606.2.2 Processing of Video Description.  Audio-visual players and displays that process video with synchronized audio information shall conform to 606.2.2.1 or 606.2.2.2.

606.2.2.1 Analog Signal Tuners.  Analog signal tuners shall conform to MTS/BTSC Broadcast Television Systems Committee (BTSC) Multichannel Television Sound Standard (1984) (incorporated by reference, see “Referenced Standards or Guidelines“in 508 Chapter 1).  Analog signal tuners shall be equipped with Secondary Audio Program (SAP) process circuitry as defined by the Broadcast Television Systems Committee (BTSC) Multichannel Television Sound Standard.

606.2.2.2 Digital Television Tuners.  Digital television tuners shall conform to ATSC A/53 Digital Television Standard, Parts 1-6 (2007) (incorporated by reference, see “Referenced Standards or Guidelines” in 508 Chapter 1).  Digital television tuners shall support processing of video description when encoded as a Visually Impaired (VI) associated audio service that is provided as a complete program mix containing video description according to the A/53 standard developed by the Advanced Television Systems Committee (ATSC).

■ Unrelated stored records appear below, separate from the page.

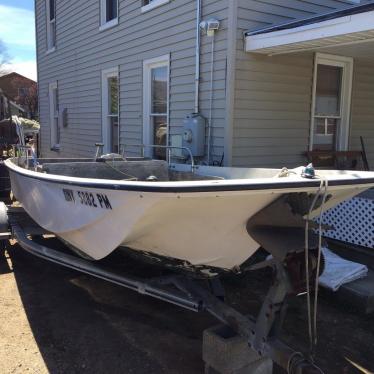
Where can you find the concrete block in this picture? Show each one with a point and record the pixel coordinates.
(224, 352)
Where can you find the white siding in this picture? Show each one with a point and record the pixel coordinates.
(363, 108)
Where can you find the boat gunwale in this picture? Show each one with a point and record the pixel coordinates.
(225, 185)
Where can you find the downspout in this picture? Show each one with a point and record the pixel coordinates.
(197, 62)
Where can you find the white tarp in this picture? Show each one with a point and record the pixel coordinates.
(339, 271)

607 User Controls for Captions and Video Description

607.1 General.  ICT that displays video with synchronized audio content shall provide user controls for closed captions and video description that conform to 607 and Chapter 3 (Common Functionality).

607.2 User Controls Location.  Location of user controls for closed captions and video description shall conform to 607.2.1 through 607.2.3.

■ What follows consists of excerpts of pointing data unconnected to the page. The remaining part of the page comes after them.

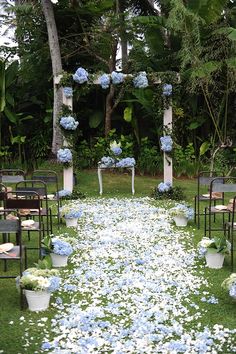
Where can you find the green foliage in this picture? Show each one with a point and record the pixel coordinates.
(149, 160)
(184, 161)
(174, 193)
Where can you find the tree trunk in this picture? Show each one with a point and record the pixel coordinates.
(56, 69)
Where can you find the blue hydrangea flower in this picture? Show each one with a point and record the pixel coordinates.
(69, 123)
(107, 161)
(126, 162)
(80, 76)
(232, 290)
(63, 193)
(68, 92)
(167, 90)
(183, 210)
(116, 151)
(104, 81)
(54, 283)
(46, 345)
(73, 213)
(166, 143)
(64, 155)
(202, 251)
(117, 78)
(140, 81)
(164, 187)
(62, 248)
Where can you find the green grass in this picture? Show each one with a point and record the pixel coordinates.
(114, 185)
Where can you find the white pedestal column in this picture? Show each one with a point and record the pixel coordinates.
(68, 179)
(168, 168)
(68, 172)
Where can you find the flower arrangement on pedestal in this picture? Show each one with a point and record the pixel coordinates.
(38, 284)
(58, 248)
(165, 190)
(230, 285)
(214, 250)
(40, 280)
(64, 156)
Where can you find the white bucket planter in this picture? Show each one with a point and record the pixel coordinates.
(214, 260)
(37, 300)
(71, 222)
(58, 260)
(180, 220)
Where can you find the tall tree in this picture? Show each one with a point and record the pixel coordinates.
(56, 69)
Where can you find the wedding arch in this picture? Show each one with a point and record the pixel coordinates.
(105, 80)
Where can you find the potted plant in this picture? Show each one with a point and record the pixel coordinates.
(71, 214)
(38, 284)
(214, 251)
(58, 248)
(230, 285)
(181, 213)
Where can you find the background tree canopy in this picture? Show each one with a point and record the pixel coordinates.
(193, 38)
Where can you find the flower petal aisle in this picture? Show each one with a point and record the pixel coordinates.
(131, 285)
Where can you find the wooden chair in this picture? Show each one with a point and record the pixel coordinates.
(40, 188)
(204, 179)
(28, 205)
(50, 177)
(221, 185)
(17, 253)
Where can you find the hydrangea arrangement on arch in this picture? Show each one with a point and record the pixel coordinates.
(117, 78)
(68, 123)
(68, 91)
(140, 80)
(81, 76)
(167, 90)
(166, 143)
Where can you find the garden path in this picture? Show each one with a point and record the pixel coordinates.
(132, 287)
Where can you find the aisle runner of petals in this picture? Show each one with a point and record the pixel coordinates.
(130, 287)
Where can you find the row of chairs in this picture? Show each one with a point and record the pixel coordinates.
(213, 189)
(28, 200)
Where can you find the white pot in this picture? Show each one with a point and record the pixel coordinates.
(71, 222)
(58, 260)
(215, 260)
(180, 220)
(37, 300)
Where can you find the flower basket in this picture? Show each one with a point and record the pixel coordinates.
(214, 260)
(37, 300)
(58, 260)
(71, 222)
(180, 220)
(37, 285)
(181, 213)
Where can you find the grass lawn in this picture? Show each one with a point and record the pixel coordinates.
(19, 328)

607.2.1 Caption Controls.  When controls are provided for the selection of volume, controls for the selection of captions shall be provided in at least one location that is comparable in prominence to the location of the controls for volume.

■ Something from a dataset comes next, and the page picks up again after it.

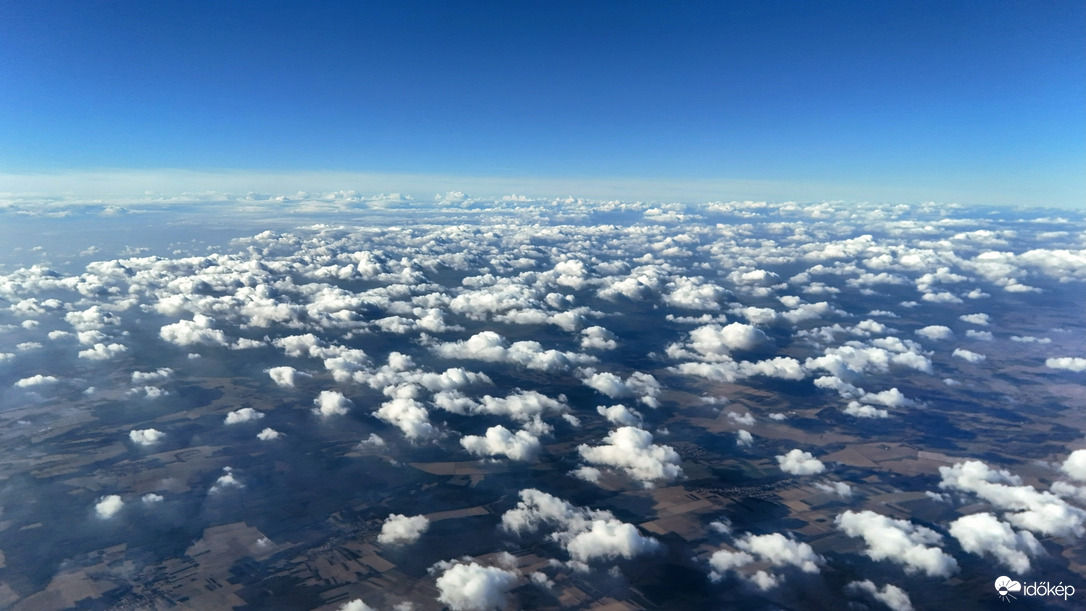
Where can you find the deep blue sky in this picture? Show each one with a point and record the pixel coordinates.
(980, 100)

607.2.2 Dedicated Video Description Controls.  When controls are provided for the selection of channels, the controls for the selection of video description shall be provided in at least one location that is comparable in prominence to the location of the controls for channels.

Advisory 607.2.1 Dedicated Caption Controls; Advisory 607.2.2 Dedicated Video Description Controls.  The user controls needed to access captioning and video description must be in at least one location that is comparable in prominence to the controls needed to control volume or program selection.  At a minimum, this requires placement of such controls on either the product’s physical apparatus or its remote control, where the ability to control volume or program selection is otherwise provided on that apparatus or remote control.

607.2.3 On-screen Menus.  When an on-screen menu is used to control the selection of volume or channels, the controls for the selection of captions and video description shall be at the same menu level as the corresponding volume and channel selection.

608 Audio Track and Volume Control

608.1 General.  ICT that displays and processes synchronized media shall conform to 608.

Advisory 608.1 General.  The intent of this provision is to provide users with a control so that they can distinguish speech from background audio.  Examples of ICT that displays and processes synchronized media are audio visual players and displays.

This provision applies to players of digital broadcast signals and players of media.  An example of this is a DVD player.

A best practice is to produce videos with speech and background sounds on separate tracks in order for users to be able to select a preferred audio track. 

Some individuals with hearing loss may find it difficult to understand speech in videos or broadcasts when there is competing background music or other sound effects.

In some videos developed under the DTV A/53 Standard, users may choose to listen to speech only, without background sound that may interfere with comprehension.

608.2 Independent Selection.  When materials contain speech content that is provided on a separate track from the other audio tracks, audio-visual players and displays shall provide users with a mode of operation to select the speech track independently from the other audio tracks.

608.3 Volume Adjustment.  When materials contain multiple audio tracks, audio-visual players and displays shall provide users with a mode of operation to adjust the volume of each audio track independently.